Adanya proyek pengerjaan pembangunan tanggul sungai atau pembangunan turap di kelurahan suka asih yang di kerjakan CV zhafirah jaya tunggal bernilai Rp. 198. 998. 000,00 di nilai kurang perhatian dari pengawas pemerintah dalam hal ini PUPR kota Tangerang.
Banyak nya para kuli atau buruh yang mengerjakan proyek tersebut yang tidak mengindahkan keselamatan dan kesehatan kerja ( K3 ) merupakan bentuk lemahnya pengawasan dari pihak PUPR kota Tangerang.
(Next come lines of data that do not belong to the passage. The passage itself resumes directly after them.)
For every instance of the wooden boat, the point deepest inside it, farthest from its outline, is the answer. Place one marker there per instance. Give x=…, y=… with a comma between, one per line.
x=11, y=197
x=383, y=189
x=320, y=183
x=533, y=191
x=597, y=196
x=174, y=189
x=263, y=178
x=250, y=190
Awak media yang mengkonfirmasi siapa dan kemana pengawasnya dari PUPR maupun dari CV, kepada para kuli, malah mendapat jawaban yang tidak jelas, ada yang mengatakan tidak tau dan tidak kenal.
“Saya gak kenal pak siapa namanya, dan gak tau kemana pengawasnya,” ujar sang pekerja.
Seharusnya pihak PUPR kota Tangerang tanggap dalam hal pemakaian APD yang merupakan hal paling penting untuk keselamatan kerja para kuli.
Menurut Peraturan Pemerintah Nomor 50 Tahun 2012, pengertian keselamatan dan kesehatan kerja atau K3 adalah segala kegiatan untuk menjamin dan melindungi keselamatan dan kesehatan tenaga kerja melalui upaya pencegahan kecelakaan kerja dan penyakit akibat kerja.
Pada saat dikonfirmasi kepada Mahpud sebagai Kasi turap sda melalui via WhatsApp kenapa K3 dari sepatu dan helm tidak dipakai beliau menjawab Saya dah cek ke pengawas k3 lengkap, helm, sepatu. Kamis 28 Maret 2024
Pada saat awak media melakukan kroscek kembali dan didapati para pekerja tidak memakai sepatu dan helm bahkan saat pekerja sedang asiknya memecah batu kali dengan palu dengan santai pekerja lainnya yang tidak memakai sepatu dengan santainya bekerja disamping pemecah batu.